The summer is over, and it's time to go back to school and continue our exploration of the NLTK book. We're finally getting at the last part of the second chapter - conditional frequency distributions.
What is a conditional frequency distribution? From a statistical point of view, it is a function of 2 arguments - a condition and a concrete outcome - producing an integer result that is a frequency of the outcome's occurrence under the condition. The simplest variant of such function is a table.
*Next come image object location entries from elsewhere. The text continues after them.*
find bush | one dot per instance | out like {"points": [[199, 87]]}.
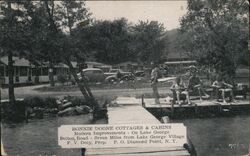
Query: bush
{"points": [[36, 101], [62, 78], [50, 102]]}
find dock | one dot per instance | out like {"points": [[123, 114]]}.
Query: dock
{"points": [[128, 110]]}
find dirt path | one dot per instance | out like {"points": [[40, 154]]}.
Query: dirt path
{"points": [[22, 92]]}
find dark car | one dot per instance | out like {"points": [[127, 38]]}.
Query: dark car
{"points": [[92, 75]]}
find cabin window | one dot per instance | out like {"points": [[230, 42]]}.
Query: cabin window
{"points": [[1, 71], [45, 71], [23, 71], [36, 71]]}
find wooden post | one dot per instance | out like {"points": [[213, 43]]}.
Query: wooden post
{"points": [[172, 108], [196, 109], [142, 100], [219, 108]]}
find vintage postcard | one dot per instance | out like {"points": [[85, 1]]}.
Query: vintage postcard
{"points": [[125, 78]]}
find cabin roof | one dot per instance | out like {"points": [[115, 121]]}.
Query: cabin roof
{"points": [[16, 61]]}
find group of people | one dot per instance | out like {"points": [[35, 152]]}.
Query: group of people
{"points": [[194, 88]]}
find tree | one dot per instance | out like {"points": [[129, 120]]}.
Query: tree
{"points": [[215, 33], [150, 41], [13, 40], [66, 15], [108, 41]]}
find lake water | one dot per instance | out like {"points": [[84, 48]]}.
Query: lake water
{"points": [[211, 137]]}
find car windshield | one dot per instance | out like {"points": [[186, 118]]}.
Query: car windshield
{"points": [[113, 70]]}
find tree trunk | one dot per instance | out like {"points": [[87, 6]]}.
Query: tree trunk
{"points": [[11, 82], [84, 88], [51, 74]]}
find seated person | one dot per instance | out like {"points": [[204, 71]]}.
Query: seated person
{"points": [[179, 91], [195, 86], [222, 88]]}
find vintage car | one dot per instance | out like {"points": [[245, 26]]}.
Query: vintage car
{"points": [[92, 75]]}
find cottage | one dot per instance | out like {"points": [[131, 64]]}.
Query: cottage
{"points": [[27, 72]]}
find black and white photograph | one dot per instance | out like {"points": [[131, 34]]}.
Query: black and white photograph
{"points": [[125, 77]]}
In object-oriented programming there's a tendency to put everything
in a program in objects, including functions,
and NLTK authors took the same route by creating a ConditionalFreqDist
class.
Yet, in my view, it is quite dubious and I have a hard time
with such objects. What we really need here is just a protocol
to work with tables. At the same time there's a classic separation of concerns
issue here, as this protocol shouldn't mandate the internal representation
or a way to generate different values in the distribution.
This is where object come to the rescue in OOP: they allow you to
change the value storage/generation policy via subclassing.
But, as Joe Armstrong has wittily pointed,
"you wanted to have a banana, but got a gorilla holding a banana"...
So, let's get to the protocol part for which a proper concept in OOP languages will be an interface. Its main operations are: creating a distribution and examining it (tabulating, plotting, etc.)
Creating a distribution
Let's create a CFD from the Brown corpus. Remember that its topics are the following (and they'll become the conditions of our CFD):
NLTK> (keys (corpus-groups +brown-corpus+))
(:PRESS-REPORTAGE :PRESS-EDITORIAL :PRESS-REVIEWS :RELIGION
:SKILL-AND-HOBBIES :POPULAR-LORE :BELLES-LETTRES
:MISCELLANEOUS-GOVERNMENT-HOUSE-ORGANS :LEARNED :FICTION-GENERAL
:FICTION-MYSTERY :FICTION-SCIENCE :FICTION-ADVENTURE :FICTION-ROMANCE
:HUMOR)
Let's create the simplest distribution:
NLTK> (make-cfd (maptable (lambda (topic texts)
(declare (ignore topic))
(mapcar #'token-word
(flatten (mapcar #'text-tokens texts))))
(corpus-groups +brown-corpus+)))
#<HASH-TABLE :TEST EQL :COUNT 15 {101AA320A3}>
NLTK> (defvar *cfd* *)
We'll use a very concrete hash-table representation for the distribution, and we can go a very long way with it. Although, later we'll see how to deal with other representations.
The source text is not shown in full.